Bajo el cielo estrellado

Columna de Margarita García-Galán

Fue hace unos años, cuando visitamos Amsterdam en uno de esos viajes con amigos que permanecen vivos en mi me­moria. Recorríamos las calles de la ciudad mirando y ad­mi­rando sus hermosos edificios, sus canales, sus cuidados jardines. Ca­minábamos sa­bo­reando el paisaje nuevo entre flores, bicicletas, tu­ristas y gentes diversas sen­tadas en las terrazas de las cafeterías, bebiéndose los tímidos rayos de sol de la mañana. El guía nos llevaba entre la gente, levantando su paraguas de cuando en cuando para que no nos alejáramos del recorrido. Y entonces se paró delante de una gran puerta verde que tenía un pequeño rótulo que decía: Anne Frank huis. La casa de Ana Frank, la niña judía que vivió escondida entre sus paredes huyendo de la barbarie nazi, y escribió cada día en su diario el horror de la guerra. Mirando aquella puerta, sentí un escalofrío.

El guía volvió a levantar su paraguas y tras él nos fuimos caminando hacia un museo. Era uno de los objetivos del viaje, y me emocionaba pen­sar que estaría delante, por fin, de unas flores y un cielo estrellado que me encantaba mirar. Y del escalofrío, al éxtasis: Los girasoles de Van Gogh, vivos en su jarrón después de tanto tiempo. Y los trigales, y los lirios, y las alamedas... Mis ojos, impreg­nados de naturaleza viva, buscaban la paz de un cielo especial, soñado durante mucho tiempo. Pero la noche estrellada que ansiaba ver no estaba en el museo, estaba en Nueva York, y me quedé con las ganas de perderme en su cielo infinito entre los  arabescos de luz brillante de sus estrellas.

Nueve años después de aquel paseo colorista por instantes robados a la na­tu­raleza por el pincel del pintor de los ojos “azules y tristes”, vuelvo a emocio­nar­me con ellos en la ex­po- ­sición ‘Van Gogh Alive’, que puede vi­si­tarse en el puerto de Má­laga.
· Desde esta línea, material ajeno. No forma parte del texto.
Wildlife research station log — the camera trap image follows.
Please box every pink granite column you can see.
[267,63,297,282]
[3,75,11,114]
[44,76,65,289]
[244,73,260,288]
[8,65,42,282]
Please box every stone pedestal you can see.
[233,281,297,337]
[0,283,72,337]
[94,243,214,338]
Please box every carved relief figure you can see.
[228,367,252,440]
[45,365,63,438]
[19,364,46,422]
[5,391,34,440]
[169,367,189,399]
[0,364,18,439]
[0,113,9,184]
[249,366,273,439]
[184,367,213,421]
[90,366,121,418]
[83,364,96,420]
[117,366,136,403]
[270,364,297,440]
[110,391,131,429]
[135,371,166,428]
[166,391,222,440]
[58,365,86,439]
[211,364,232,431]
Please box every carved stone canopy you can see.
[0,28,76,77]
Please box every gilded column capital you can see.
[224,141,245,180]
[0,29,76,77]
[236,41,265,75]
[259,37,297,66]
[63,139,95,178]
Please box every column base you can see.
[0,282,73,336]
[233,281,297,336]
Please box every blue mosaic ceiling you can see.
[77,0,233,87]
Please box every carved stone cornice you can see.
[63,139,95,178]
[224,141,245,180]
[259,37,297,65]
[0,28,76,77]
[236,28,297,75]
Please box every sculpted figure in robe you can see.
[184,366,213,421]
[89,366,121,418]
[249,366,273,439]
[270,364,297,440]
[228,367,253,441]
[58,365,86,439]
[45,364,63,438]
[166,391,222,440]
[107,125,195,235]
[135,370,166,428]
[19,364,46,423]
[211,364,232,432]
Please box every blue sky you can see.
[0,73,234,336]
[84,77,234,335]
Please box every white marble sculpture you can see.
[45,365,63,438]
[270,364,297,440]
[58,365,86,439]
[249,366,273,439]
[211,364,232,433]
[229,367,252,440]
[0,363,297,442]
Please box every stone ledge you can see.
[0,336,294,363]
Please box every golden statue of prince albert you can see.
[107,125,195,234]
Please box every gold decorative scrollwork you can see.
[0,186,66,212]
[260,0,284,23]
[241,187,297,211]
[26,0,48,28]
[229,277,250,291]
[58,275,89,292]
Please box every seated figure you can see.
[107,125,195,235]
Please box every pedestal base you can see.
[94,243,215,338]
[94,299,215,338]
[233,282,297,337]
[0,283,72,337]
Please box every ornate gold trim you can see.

No es una exposición cual­quiera que nos muestre unos lienzos colgados en la pared, no vemos paisajes: entramos en ellos. El mundo de Van Gogh se nos muestra ‘en vivo’, a través de pro­yec­ciones cambiantes donde él y su obra se mueven a nuestro alrededor hacién­do­nos parte de ellos. Su habitación, fiel­mente recre­a­da a la entrada de la ex­posición, nos invita a imaginar vivencias del que fuera niño precoz, amante de los animales, que se bebía los libros y se perdía en los bosques y los prados para contemplar esa naturaleza que amaba tanto, que des­pués reflejaría en sus cua­dros con la misma in­ten­sidad que la sentía. “Tengo la natu­raleza, el arte y la poesía. Si eso no es su­fi­ciente, ¿qué es suficiente?”.

Entre músicas excelsas, paisajes en movimiento, re­tratos, autorretratos, igle- ­sias... Los girasoles florecen aquí y allá en su eterna primavera de amarillos. Los trigales bailan al compás de la brisa y los cuervos pasan ante nosotros acariciando los trigos con su vuelo negro y su peculiar graznido. 
Vuelan los colores y las páginas blancas de mo­mentos escritos, refle­xiones del pintor que dejan su alma al desnudo. “Sueño con pintar, y entonces, pinto mi sueño”. Sentada en un banquito de la sala, miro la explosión de color que me rodea. Suena Vivaldi, meciendo la belleza que aparece arriba, abajo, a un lado, a otro..., se me acercan las primaveras, los veranos, los otoños que fueron y seguirán siendo porque el sueño de un pintor los hizo inmortales. 
Mis ojos siguen la tre­pidante danza de  colores y formas que me enseña los sueños pintados de aquel loco genial. La noche estrellada que no pude ver en  Amsterdam, cae como un cálido manto sobre mi emoción con­tenida, envol­viéndome en azules y amarillos, y me dejo llevar por el trepidante baile de luces del brillar de las estrellas. Apasionante, sen­tir la quietud de un instante soñado que me lleva, en brazos del tiempo, al cielo bellísimo de una noche serena en un pueblecito dormido al que mira, vigi­lante y erecta, la negra y esbelta figura de un ciprés. Puentes de París, estampas japonesas, cerezos en flor...

Con su oreja cortada y sus ojos  tristes, con sus luces y sus sombras,  con sus dudas, con sus miedos... Con su locura y su equilibrio, Van Gogh me hizo enmudecer.